O comportamento do consumidor brasileiro em 2026 deve ser marcado por mais cautela, planejamento e foco no preço. É o que aponta uma pesquisa da Neogrid em parceria com o Opinion Box, que revela um cenário de reorganização financeira nas famílias.
De acordo com o levantamento, 76% dos consumidores pretendem cortar custos ao longo do ano, enquanto 71% dizem estar mais sensíveis aos preços.
Consumo mais seletivo e menos impulsivo
A pesquisa indica que não há uma retração generalizada no consumo, mas sim uma mudança no comportamento. O brasileiro segue consumindo, porém de forma mais estratégica, comparando preços e evitando decisões por impulso.

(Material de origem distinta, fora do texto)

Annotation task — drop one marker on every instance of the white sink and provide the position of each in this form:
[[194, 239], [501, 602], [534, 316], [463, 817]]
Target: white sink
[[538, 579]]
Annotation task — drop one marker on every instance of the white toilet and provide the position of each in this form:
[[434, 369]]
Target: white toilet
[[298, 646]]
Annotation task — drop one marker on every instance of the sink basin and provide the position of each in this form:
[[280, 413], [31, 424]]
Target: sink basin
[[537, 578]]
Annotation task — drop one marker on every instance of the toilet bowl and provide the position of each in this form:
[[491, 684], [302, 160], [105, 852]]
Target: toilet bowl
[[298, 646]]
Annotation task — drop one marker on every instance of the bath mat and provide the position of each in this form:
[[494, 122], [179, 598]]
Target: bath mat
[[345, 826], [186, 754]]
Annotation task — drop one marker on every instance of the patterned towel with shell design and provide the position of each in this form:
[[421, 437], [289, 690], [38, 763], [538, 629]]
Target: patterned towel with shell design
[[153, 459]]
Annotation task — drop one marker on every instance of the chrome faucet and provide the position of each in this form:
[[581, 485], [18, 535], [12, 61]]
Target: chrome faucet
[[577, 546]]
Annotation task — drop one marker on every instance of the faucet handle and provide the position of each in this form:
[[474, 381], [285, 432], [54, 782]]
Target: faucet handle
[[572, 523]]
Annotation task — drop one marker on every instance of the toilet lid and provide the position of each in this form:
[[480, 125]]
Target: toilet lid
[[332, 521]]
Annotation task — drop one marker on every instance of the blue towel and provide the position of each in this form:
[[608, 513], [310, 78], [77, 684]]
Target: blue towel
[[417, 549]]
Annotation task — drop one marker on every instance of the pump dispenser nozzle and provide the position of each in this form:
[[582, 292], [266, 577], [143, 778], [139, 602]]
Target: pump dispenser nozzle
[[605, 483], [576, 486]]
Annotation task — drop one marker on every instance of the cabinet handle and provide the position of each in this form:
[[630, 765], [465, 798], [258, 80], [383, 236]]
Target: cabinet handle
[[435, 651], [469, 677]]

Mais da metade dos entrevistados afirma estar mais preocupada com o custo de vida do que há um ano, o que ajuda a explicar essa postura mais conservadora.
Entre as principais estratégias adotadas estão:
- Redução de compras por impulso (69%)
- Busca maior por promoções (55%)
- Procura por lojas com melhores preços (53%)
Além disso, 43% pretendem diminuir gastos com produtos em geral, enquanto 40% dizem que devem cozinhar mais em casa e reduzir pedidos de delivery.
Dívidas e insegurança moldam decisões
O cenário financeiro das famílias é um dos principais fatores por trás dessa mudança de comportamento. Segundo a pesquisa, mais da metade dos consumidores possui algum tipo de dívida. Dentro desse grupo:
- 15% dizem não saber como irão quitar os débitos
- 39% afirmam ter um plano de pagamento
Ao mesmo tempo, há um grupo relevante sem reserva financeira. Cerca de 15% dizem não ter dívidas, mas também não possuem qualquer poupança. Esse contexto reforça a busca por previsibilidade e controle nos gastos ao longo do ano.
Copa, eleições e feriados
O calendário de 2026 também influencia diretamente o consumo. Com Copa do Mundo, eleições e 11 feriados prolongados, 81% dos entrevistados acreditam que produtos e serviços devem ficar mais caros.
As eleições aparecem como o fator de maior impacto emocional, aumentando a percepção de incerteza e levando ao adiamento de despesas não essenciais.
Já a Copa tende a estimular gastos pontuais, principalmente com:
- Alimentos e bebidas (51%)
- Roupas e itens temáticos (24%)
Os feriados prolongados também devem mexer com o orçamento. Para 48%, haverá aumento de gastos, principalmente com lazer, alimentação e viagens.
Preço vira fator central na decisão
O estudo mostra que o preço deixou de ser apenas um critério de escolha e passou a ser visto como um elemento de segurança financeira.
A sensibilidade ao valor aumentou de forma significativa:
- 37% se dizem muito mais sensíveis ao preço
- 34% um pouco mais sensíveis
Esse comportamento reforça a tendência de um consumidor mais disciplinado, que pesquisa antes de comprar e avalia melhor o custo-benefício.
Tendência para o ano
O retrato de 2026 é de um consumidor mais racional, menos impulsivo e guiado por planejamento. O consumo continua, mas condicionado a fatores como preço, contexto econômico e percepção de risco.
A expectativa não é de queda generalizada nas compras, mas de um mercado mais competitivo, em que preço, oferta e clareza de valor serão decisivos.